Таковы были умонастроение ведомства и его интересы. Помню, что я настолько заразился общим приготовлением к отъезду, что за несколько дней до переворота купил себе новый кожаный чемодан, рассчитав, что для моих вещей он понадобится. Этот слишком кокетливый чемодан с чехлом у меня задержала украинская пограничная стража на переезде в 1918 г., при благодушном содействии немцев, усмотревших в чемодане с завидным несессером нечто опасное для гетманства Скоропадского.
И в нашей Юрисконсультской части, называвшейся теперь Международно-правовым отделом, шла классификация дел на три разряда, хотя это деление на «довоенные», военные «законченные» и «незаконченные» для моего отдела не имело значения, так как все дела были нужны, ибо помимо своего конкретного назначения служили мне прецедентами, и поскольку они были неизмеримо портативнее по сравнению с бесконечными консульскими архивами наших восточных политических отделов, то я добился от Терещенко и Нератова разрешения увезти с собой весь наш архив, чем освободил и себя и своего помощника М.Н. Вейса, который без меня увлёкся было классификацией нашего архива, от излишних и оказавшихся ненужными забот.
«Мошенничество поляков»
Избавив себя от всех «эвакуационных» приготовлений и просмотрев дела Временного правительства, я не мог не ахнуть, дойдя до совершившейся в моё отсутствие отмены огулом всего так нашумевшего в своё время закона о самоуправлении в Царстве Польском 1910 г., где в одной из последних статей имелась прибавка об исключении из Царства Польского Холмской губернии. Таким образом, под видом отмены архаичного столыпинского закона поляки в лице Ледницкого добились того, чего не могли добиться от нас, русской части комиссии по ликвидации Царства Польского, — обратного включения в Царство Холмской губернии. Мошеннический приём, который им удался только потому, что я отсутствовал, а я был в это время единственным человеком, который в нашем министерстве был полностью в курсе и знал историю включения Холмской губернии и все относящиеся сюда официальные акты.

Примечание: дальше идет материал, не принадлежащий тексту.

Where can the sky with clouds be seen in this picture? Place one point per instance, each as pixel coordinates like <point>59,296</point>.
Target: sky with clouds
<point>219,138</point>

Я немедленно бросился к Нератову и показал ему, что произошло. Он, конечно, не подозревал, что, отменяя такой непопулярный закон, как вышеназванный, Временное правительство лишало Россию Холмской губернии. Когда я, видя полную неосведомлённость Нератова, обратился к Терещенко, тот, поняв, в чём дело, воскликнул: «Вот мошенники!», но опять-таки уверил меня, что во Временном правительстве никто не подозревал, что, принимая, по их мнению, само собой разумеющуюся меру, против которой ни у кого не было возражений, они решали судьбу Холмской губернии, о которой я не раз докладывал Терещенко. Если к этому прибавить, что практического значения отмена закона 1910 г. для поляков не имела (не считая статьи о Холмской губернии), так как всё Царство Польское продолжало оставаться во вражеской оккупации, то трюк Ледницкого получал самый пикантный характер.